P F Tinmore,
et al,
There is a minor problem with your analysis.
Basically, the League of Nations mandates were to appoint an established country to assist a defined group of people in developing an independent state according to the wishes of the people. The mandate was based on the universally recognized right to self determination as enshrined in international law.
(COMMENT)
This is not correlated in time correctly. (Possibly Bad Research) And, there seems to be a mix-up between which documents say what.
LoN mandates were supervised by the Permanent Mandates Commission. The mandate system was replaced by the UN Trusteeship System in 1946. Each individual Mandate specified the purpose and the authorities under the mandate. The welfare of the Arab and Jewish were address at the time, relative to the purpose of the Mandate.
Self-determination said:
The principle of self-determination is prominently embodied in
Article I of the Charter of the United Nations. Earlier it was explicitly embraced by US President Woodrow Wilson, by Lenin and others, and became the guiding principle for the reconstruction of Europe following World War I. The principle was
incorporated into the 1941 Atlantic Charter and the Dumbarton Oaks proposals which evolved into the United Nations Charter. Its inclusion in the UN Charter marks the universal recognition of the principle as fundamental to the maintenance of friendly relations and peace among states. It is recognized as a right of all peoples in the first article common to the International Covenant on Civil and Political Rights and the International Covenant on Economic, Social and Cultural Rights which both entered into force in 1976. 1 Paragraph 1 of this Article provides:
All peoples have the right to self-determination. By virtue of that right they freely determine their political status and freely pursue their economic, social and cultural development.

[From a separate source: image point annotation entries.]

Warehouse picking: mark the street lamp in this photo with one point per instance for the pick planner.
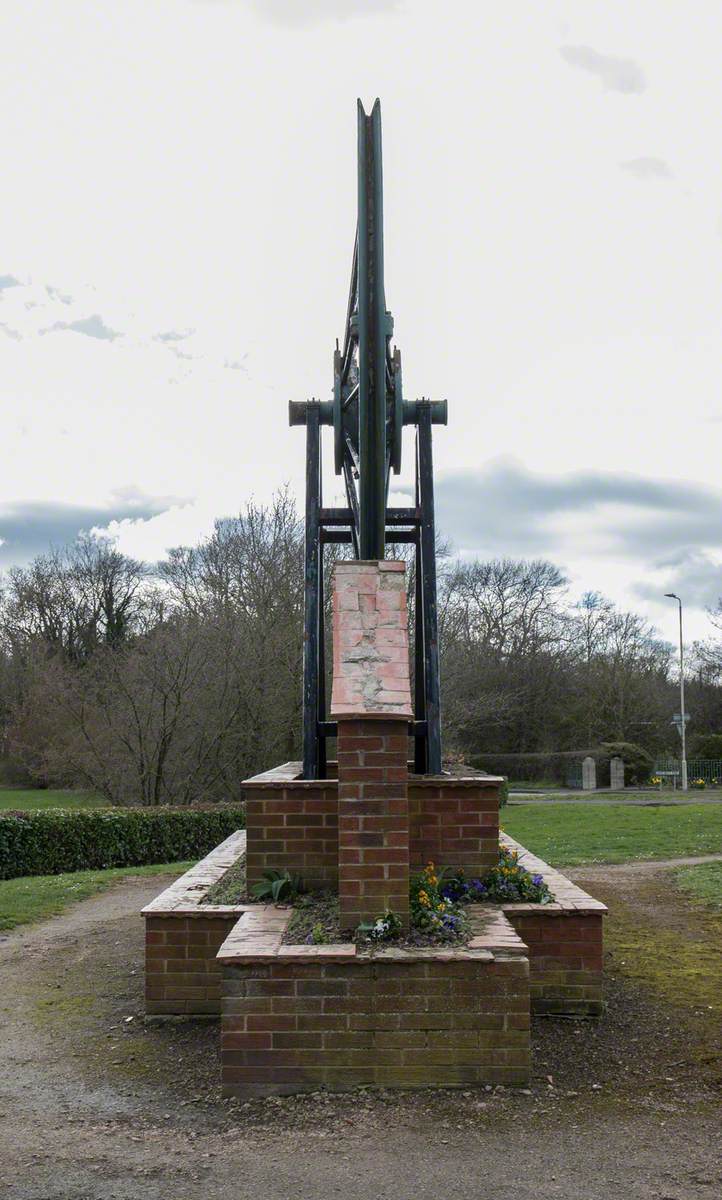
(671, 595)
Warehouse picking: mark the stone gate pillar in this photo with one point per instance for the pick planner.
(371, 700)
(617, 774)
(588, 774)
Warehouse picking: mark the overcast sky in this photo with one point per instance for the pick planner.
(178, 217)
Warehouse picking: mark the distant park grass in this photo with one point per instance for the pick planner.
(702, 883)
(572, 834)
(37, 897)
(48, 798)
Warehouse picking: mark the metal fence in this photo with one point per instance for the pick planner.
(710, 769)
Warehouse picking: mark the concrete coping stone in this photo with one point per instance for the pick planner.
(184, 897)
(258, 936)
(290, 773)
(567, 897)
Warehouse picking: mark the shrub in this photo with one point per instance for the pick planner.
(533, 768)
(54, 840)
(708, 745)
(638, 765)
(277, 887)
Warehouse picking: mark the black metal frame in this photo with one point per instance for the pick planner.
(367, 414)
(402, 525)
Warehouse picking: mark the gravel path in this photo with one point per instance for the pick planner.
(96, 1107)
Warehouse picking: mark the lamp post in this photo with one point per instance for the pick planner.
(671, 595)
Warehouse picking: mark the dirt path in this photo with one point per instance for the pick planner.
(96, 1107)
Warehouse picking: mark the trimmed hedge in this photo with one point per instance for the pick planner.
(54, 840)
(530, 767)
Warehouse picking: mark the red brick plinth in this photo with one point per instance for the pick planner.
(293, 823)
(373, 820)
(298, 1018)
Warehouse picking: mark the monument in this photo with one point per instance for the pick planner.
(344, 1013)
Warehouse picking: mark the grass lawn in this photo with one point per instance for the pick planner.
(702, 883)
(570, 834)
(48, 798)
(36, 897)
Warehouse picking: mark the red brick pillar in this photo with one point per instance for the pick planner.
(373, 820)
(372, 702)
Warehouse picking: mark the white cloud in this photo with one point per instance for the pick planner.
(614, 73)
(648, 167)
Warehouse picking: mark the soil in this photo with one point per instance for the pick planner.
(96, 1105)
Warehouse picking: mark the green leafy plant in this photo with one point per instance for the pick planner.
(509, 882)
(318, 935)
(434, 910)
(383, 929)
(278, 887)
(55, 840)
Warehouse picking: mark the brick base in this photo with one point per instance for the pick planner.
(293, 823)
(300, 1018)
(182, 975)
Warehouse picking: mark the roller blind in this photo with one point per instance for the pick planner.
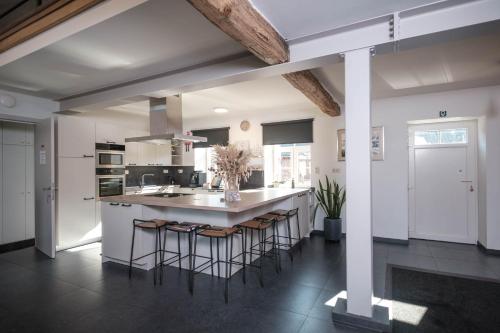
(288, 132)
(215, 136)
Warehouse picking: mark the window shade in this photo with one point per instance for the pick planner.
(215, 136)
(288, 132)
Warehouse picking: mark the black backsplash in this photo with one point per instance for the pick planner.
(135, 172)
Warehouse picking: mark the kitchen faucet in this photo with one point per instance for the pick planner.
(144, 175)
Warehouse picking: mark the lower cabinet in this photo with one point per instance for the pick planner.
(76, 217)
(117, 232)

SOURCE: UNPO: Self-determination
Read the dates in the underlined passages.
The Mandates were created in 1922. No such passage was in THE COVENANT OF THE LEAGUE OF NATIONS of 1919. Laws cannot be applied retroactively. You cannot pass a law today that makes last years contract illegal, if it was otherwise legal at the time it was created. The UN Charter came into force on 24 October 1945.
You will notice that the actual Article in the Charter does not say that "All peoples have the right to self-determination." That does not come until much, much later, in 1976; in a different form altogether.
Britain violated the League of Nations Covenant and international law. Instead of creating an independent state for the people according to their wishes, Britain shoved the people aside and catered to the agenda of a group of foreigners.
(COMMENT)
This is based on a bad (very bad) assumption. You cannot make an otherwise lawful action taken last year, retroactively illegal today.
This entire conflict is based on the violation of international law. Only recently has the world began a push to have these laws enforced. When that happens we will see an end of the conflict.
(COMMENT)
Still cannot retroactively apply laws that didn't exist at the time of the transaction. The UK did not violate any laws; and the complete transaction was supervised by the LoN/UN through the Permanent Mandates Commission/UN Trusteeship System.
(POST REMARKS)
I honestly don't know where these ideas come from that everyone was conspiring against the poor Palestinians. That wasn't the case at all. That is merely a group that is playing the part of the victim. The UK did everything it was suppose to do and within the parameters of the law as it existed at the time.